When dealing with UI, transformations, variations and combinations of small images are pretty much always better than monolithic textures.
In engines that support this, or with the help of plugins, vector-graphics is often the best choice for screen-space UI, as it provides clean, crisp, graphics, which are easy to transform, maintain, extend, and can greatly simplify the process of making dynamic effects.
Unfortunately, very few game-engines support this out-of-the-box, and Unity is not one of them. Further unfortunately still, almost all plugins that provide this functionality do so through work-arounds, like transforming the vector-graphics into normal images, which, despite allowing the engine to "support vector-graphics", doesn't really maintain most of the advantages of vector-graphics.
Scripted Graphics-Library rendering:
Most game engines allow (direct or indirect) access to their underlying low-level Graphics-Library (IE OpenGL, DirectX, Vulkan, etc), and it is trivial to draw simple cross-hairs through these libraries.

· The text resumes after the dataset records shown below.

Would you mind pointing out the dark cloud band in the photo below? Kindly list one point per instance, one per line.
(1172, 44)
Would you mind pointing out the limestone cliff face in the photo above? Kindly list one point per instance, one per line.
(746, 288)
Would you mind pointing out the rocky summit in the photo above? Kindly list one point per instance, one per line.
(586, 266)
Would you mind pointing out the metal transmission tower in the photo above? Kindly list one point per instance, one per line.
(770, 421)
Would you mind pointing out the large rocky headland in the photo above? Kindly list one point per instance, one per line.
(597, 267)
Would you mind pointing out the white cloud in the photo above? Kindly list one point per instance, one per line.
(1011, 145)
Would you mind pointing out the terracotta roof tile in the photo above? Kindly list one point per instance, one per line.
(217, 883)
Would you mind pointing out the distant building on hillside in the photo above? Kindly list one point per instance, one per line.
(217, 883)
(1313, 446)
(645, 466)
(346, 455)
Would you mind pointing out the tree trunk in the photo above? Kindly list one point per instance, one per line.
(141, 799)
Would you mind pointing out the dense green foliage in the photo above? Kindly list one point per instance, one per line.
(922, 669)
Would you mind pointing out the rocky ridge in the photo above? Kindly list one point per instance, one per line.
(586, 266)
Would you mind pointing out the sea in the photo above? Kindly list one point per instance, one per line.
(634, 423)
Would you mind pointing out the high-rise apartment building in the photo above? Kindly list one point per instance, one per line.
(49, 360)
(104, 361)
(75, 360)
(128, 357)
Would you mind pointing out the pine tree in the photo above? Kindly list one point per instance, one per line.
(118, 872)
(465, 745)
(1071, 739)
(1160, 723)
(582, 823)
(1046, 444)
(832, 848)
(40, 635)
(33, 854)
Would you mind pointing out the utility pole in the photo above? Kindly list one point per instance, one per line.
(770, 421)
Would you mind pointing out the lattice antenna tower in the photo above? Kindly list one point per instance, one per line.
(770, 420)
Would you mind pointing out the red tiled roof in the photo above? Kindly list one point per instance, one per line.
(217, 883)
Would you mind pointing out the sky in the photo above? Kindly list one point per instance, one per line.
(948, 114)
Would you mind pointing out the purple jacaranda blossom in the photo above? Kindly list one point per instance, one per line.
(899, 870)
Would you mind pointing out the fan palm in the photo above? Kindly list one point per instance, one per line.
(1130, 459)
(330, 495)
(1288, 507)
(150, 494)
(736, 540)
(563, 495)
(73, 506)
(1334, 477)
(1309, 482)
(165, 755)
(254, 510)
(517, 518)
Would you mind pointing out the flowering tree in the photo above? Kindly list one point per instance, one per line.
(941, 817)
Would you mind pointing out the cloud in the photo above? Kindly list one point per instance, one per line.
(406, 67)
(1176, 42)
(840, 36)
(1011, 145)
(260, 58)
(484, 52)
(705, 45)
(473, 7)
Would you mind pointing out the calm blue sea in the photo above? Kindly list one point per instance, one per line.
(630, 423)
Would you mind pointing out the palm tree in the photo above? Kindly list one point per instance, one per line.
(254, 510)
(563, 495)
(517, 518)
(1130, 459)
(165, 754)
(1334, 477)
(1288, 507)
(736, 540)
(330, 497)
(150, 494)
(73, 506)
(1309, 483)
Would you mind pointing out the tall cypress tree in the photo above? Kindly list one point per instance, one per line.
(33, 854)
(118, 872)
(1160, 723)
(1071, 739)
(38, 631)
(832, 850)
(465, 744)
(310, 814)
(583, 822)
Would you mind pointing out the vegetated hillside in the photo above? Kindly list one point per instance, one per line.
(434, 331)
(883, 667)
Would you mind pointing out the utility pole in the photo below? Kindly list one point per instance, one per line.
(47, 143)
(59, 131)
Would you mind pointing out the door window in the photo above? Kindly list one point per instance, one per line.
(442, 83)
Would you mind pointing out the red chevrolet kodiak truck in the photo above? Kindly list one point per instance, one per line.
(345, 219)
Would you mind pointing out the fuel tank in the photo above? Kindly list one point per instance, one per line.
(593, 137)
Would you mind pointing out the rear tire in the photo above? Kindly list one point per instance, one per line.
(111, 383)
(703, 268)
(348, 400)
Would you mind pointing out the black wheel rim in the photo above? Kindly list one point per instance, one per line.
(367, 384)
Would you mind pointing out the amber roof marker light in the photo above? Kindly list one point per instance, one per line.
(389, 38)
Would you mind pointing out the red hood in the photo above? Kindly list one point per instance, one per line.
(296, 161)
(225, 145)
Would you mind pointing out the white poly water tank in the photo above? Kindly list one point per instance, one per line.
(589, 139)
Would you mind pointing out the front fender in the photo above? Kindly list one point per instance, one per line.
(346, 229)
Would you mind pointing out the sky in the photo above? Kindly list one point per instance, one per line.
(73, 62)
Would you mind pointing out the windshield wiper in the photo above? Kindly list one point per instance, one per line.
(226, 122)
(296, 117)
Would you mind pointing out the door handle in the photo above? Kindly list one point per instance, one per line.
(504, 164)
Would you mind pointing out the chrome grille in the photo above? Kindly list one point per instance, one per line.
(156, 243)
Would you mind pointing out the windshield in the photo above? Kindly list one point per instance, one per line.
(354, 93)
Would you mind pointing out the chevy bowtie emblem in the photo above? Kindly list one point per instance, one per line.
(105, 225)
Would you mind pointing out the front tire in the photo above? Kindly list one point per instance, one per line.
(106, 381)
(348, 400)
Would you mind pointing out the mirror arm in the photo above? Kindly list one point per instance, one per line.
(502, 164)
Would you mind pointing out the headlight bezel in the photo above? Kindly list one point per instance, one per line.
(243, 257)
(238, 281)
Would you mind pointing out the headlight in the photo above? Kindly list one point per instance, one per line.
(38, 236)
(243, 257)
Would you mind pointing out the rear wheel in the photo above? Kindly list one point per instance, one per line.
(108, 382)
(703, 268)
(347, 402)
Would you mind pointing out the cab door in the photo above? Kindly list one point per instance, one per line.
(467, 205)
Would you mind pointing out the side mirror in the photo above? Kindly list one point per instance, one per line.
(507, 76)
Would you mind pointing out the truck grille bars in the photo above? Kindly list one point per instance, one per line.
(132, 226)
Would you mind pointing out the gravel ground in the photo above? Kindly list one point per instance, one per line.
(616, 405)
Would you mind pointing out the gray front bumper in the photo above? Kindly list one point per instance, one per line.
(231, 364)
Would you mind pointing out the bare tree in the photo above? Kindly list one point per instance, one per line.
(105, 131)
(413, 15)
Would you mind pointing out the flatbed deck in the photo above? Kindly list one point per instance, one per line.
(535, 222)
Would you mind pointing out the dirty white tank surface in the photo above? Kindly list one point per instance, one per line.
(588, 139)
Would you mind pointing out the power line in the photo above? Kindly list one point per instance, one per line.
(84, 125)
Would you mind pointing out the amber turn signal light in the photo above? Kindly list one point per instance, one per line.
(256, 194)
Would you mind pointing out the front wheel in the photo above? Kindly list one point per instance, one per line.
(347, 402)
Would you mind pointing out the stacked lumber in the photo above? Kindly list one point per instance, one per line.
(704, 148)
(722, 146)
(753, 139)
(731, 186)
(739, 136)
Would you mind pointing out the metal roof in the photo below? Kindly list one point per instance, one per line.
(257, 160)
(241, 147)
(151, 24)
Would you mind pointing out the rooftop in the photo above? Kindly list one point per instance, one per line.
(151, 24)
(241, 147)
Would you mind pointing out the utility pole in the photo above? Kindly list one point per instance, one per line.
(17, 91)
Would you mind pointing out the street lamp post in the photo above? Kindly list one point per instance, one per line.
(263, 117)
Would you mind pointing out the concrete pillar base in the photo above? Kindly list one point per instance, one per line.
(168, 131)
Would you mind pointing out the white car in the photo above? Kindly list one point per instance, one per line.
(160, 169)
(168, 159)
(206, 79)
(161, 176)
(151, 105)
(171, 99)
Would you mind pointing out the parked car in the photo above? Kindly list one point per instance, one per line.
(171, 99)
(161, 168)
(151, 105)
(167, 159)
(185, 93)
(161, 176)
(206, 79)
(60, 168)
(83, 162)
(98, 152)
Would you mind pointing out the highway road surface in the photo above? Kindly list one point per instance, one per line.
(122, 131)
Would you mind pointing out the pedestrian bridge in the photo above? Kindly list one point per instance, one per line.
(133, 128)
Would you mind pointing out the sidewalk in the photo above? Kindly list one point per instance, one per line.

In Unity, this access is provided through the GL class.
Note: This is usually not recommended, because it's overkill and much harder to change/maintain than an image-based approach, specially since there is no difference if you do the image-based approach correctly.
And many more...
These are just the main/most common few of many, many other methods... You're strongly advised to do some research on this, as many of the methods for creating cross-hairs also provide interesting starting-points and/or clues for more advanced graphics and effects.
To get a pixel-perfect effect, you need a pixel-aligned approach, obviously. In Unity, for screen-space UI, that's as easy as marking the "pixel-perfect" checkbox in the canvas' inspector.